Let's try to express in code the steps and considerations we discussed as part of the second alternative in the strategy section:

public ListNode removeNthFromEnd(ListNode head, int n) {
  final ListNode nthPlusOne = advance(head, n);

  if (nthPlusOne == null) {
    return head.next;
  } else {
    ListNode nthMinusOne = advanceBoth(head, nthPlusOne);
    nthMinusOne.next = nthMinusOne.next.next;
    return head;
  }
}

advance looks like so:

private static ListNode advance(ListNode node, int count) {
  for (int i = 0; i < count; i++) {
    node = node.next;
  }
  return node;
}

advanceBoth looks like so:

private ListNode advanceBoth(ListNode left, ListNode right) {
  // we don't want to let the right runner get passed the last element
  while (right.next != null) {
    left = left.next;
    right = right.next;
  }
  return left;
}

What I like about this version is that is reflects our strategy quite nicely, no dummy nodes.

A linear brute force

Now let's express the first alternative discussed in the strategy section:

public ListNode removeNthFromEnd(ListNode head, int n) {
  // step 1
  ListNode reversed = reverse(head);

  if (n == 1) { // step 2
    reversed = reversed.next;
  } else { // step 3
    ListNode nthMinusOne = advance(reversed, n - 2);
    nthMinusOne.next = nthMinusOne.next.next;
  }

  // step 4
  return reverse(reversed); // i.e., back to the original list
}

Interestingly enough, both solutions are linear in n, i.e.
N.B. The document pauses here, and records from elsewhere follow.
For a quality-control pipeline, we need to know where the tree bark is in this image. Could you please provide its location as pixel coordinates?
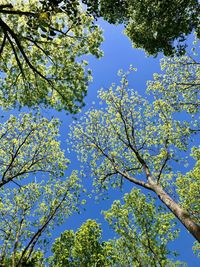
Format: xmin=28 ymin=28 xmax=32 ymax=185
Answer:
xmin=151 ymin=183 xmax=200 ymax=243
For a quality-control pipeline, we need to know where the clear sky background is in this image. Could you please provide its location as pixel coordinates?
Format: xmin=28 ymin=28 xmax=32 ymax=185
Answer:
xmin=40 ymin=21 xmax=200 ymax=267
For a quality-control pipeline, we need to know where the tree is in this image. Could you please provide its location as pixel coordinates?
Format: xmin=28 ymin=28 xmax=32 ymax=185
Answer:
xmin=0 ymin=114 xmax=81 ymax=267
xmin=49 ymin=189 xmax=183 ymax=267
xmin=49 ymin=220 xmax=107 ymax=267
xmin=71 ymin=52 xmax=200 ymax=242
xmin=0 ymin=172 xmax=81 ymax=267
xmin=83 ymin=0 xmax=200 ymax=55
xmin=0 ymin=0 xmax=102 ymax=113
xmin=0 ymin=114 xmax=69 ymax=187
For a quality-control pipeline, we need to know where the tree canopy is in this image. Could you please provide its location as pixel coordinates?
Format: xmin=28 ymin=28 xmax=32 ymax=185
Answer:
xmin=71 ymin=51 xmax=200 ymax=241
xmin=49 ymin=189 xmax=183 ymax=267
xmin=83 ymin=0 xmax=200 ymax=55
xmin=0 ymin=0 xmax=102 ymax=113
xmin=0 ymin=0 xmax=200 ymax=267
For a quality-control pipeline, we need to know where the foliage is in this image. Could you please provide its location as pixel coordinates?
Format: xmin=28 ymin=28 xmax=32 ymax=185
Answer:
xmin=50 ymin=189 xmax=183 ymax=267
xmin=104 ymin=189 xmax=184 ymax=266
xmin=50 ymin=220 xmax=107 ymax=267
xmin=0 ymin=114 xmax=81 ymax=267
xmin=0 ymin=172 xmax=80 ymax=266
xmin=83 ymin=0 xmax=200 ymax=55
xmin=176 ymin=147 xmax=200 ymax=224
xmin=0 ymin=114 xmax=69 ymax=187
xmin=0 ymin=0 xmax=102 ymax=113
xmin=147 ymin=54 xmax=200 ymax=115
xmin=71 ymin=53 xmax=200 ymax=241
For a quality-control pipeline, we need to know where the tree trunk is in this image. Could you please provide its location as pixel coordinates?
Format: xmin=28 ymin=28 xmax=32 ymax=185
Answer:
xmin=151 ymin=183 xmax=200 ymax=243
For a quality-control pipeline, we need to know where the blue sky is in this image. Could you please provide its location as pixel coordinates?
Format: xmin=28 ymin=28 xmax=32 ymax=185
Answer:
xmin=43 ymin=21 xmax=198 ymax=267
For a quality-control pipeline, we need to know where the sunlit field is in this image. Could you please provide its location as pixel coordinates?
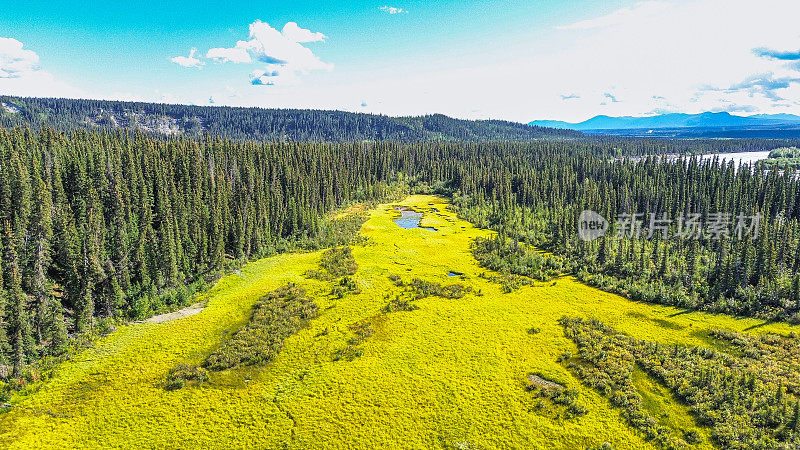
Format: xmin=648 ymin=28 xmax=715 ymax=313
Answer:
xmin=0 ymin=196 xmax=793 ymax=449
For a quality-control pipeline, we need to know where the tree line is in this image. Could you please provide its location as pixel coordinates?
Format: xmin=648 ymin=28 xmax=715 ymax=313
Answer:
xmin=0 ymin=127 xmax=800 ymax=375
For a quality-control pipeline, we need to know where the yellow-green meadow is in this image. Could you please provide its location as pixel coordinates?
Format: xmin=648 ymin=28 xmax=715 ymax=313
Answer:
xmin=0 ymin=195 xmax=793 ymax=449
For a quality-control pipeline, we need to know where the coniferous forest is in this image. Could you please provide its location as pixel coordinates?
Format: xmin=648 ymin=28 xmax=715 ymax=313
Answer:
xmin=0 ymin=121 xmax=800 ymax=373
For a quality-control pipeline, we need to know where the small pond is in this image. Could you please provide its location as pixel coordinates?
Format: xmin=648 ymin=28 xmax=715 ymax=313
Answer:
xmin=394 ymin=209 xmax=436 ymax=231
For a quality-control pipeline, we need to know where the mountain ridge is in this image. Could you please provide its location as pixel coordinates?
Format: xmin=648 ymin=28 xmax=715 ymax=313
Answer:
xmin=0 ymin=95 xmax=583 ymax=142
xmin=528 ymin=112 xmax=800 ymax=131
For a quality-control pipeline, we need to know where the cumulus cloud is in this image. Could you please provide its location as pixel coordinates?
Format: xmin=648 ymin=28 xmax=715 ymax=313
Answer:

O(n) where n is the length of the linked list. It's just that the more sophisticated one performs two list traversals at most (first runner, second runner), while the less sophisticated solution may perform three list traversals (reverse, delete, reverse).

Caveats

• There is a corner case when n == size of list, in which case we should just return head.next instead of trying to find the (n-1)th node (which hardly exists).